I promised she would never have to go through this again and it's happening. Again.

The door flies open as Oaklee is being pushed on a bed into the infirmary room. I try to follow before I'm stopped by a doctor.

"What's happening? Is she okay?" I ask. I feel like my heart is beating so fast it's about to burst out of my chest and run away from me.

"She will be fine. Nothing is too damage. The fetus is no longer with us. The bullet hit exactly where the baby was. The bullet also hit her uterus. There will be chances infertile issues if and when you decide to try again. I do apologize." He says, finally looking up.

  "What are the chances of the infertility?" I ask, almost numbly.

  "It's about 50/50." He says. I nod my head once, dismissing him.

  She was pregnant. She was pregnant with my baby and my baby died. Our baby died and we didn't even know about it. She won't be able to have kids. Our kids.

Oh God.

  With that thought replaying in my head, I slide down the wall, with my head in my hands. I close my eyes. I need to be strong for her. I let my tears fall for now.

  I feel a hand on my shoulder, I shrug it off before looking up. Ezra is standing in front of me with fear all over his face. Probably because you're crying. Idiot.

  "Is she okay? What's happening? Why are you crying?" He asks, rapidly.

  "She-" I choke back a sob. "She's okay. She was, um, she was pregnant." I say, blowing air out of my mouth.

  "That's great dude! You're going to be a father." He says, excited.

  "Was, she was pregnant. She lost it. Doc said there's a 50/50 chance of her getting pregnant again. My baby-" I stop as tears fall down my face again.

  I watch as the excitement leave his face and sadness takes over. He crouched in front of me, grabbing my hand and pulling me up with him. He wraps me in a hug.

  Normally I would never do this but I hugged him and I cried on his shoulder. Ugly, red face, quivering lip crying.

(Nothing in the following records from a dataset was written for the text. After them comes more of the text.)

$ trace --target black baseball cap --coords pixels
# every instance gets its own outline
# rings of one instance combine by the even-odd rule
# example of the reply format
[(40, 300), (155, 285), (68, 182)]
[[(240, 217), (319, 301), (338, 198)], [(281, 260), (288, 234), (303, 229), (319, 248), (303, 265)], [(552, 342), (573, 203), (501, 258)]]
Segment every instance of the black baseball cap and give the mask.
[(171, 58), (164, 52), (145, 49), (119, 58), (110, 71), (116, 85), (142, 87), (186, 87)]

  "My baby is dead because of me." I cry out.

  "No it isn't. Your baby was stolen from you. If Oaklee didn't do what she did, you would've been dead and they would have gotten her and probably do much worst. It's okay to cry and be mad about this but when that girl wakes up, she's going to feel the same as you if not worse. Her body prepared for that shit and it got ripped away from her, from both of you." He said, backing away from me. I nod my head, wiping my face with the sleeve of my shirt.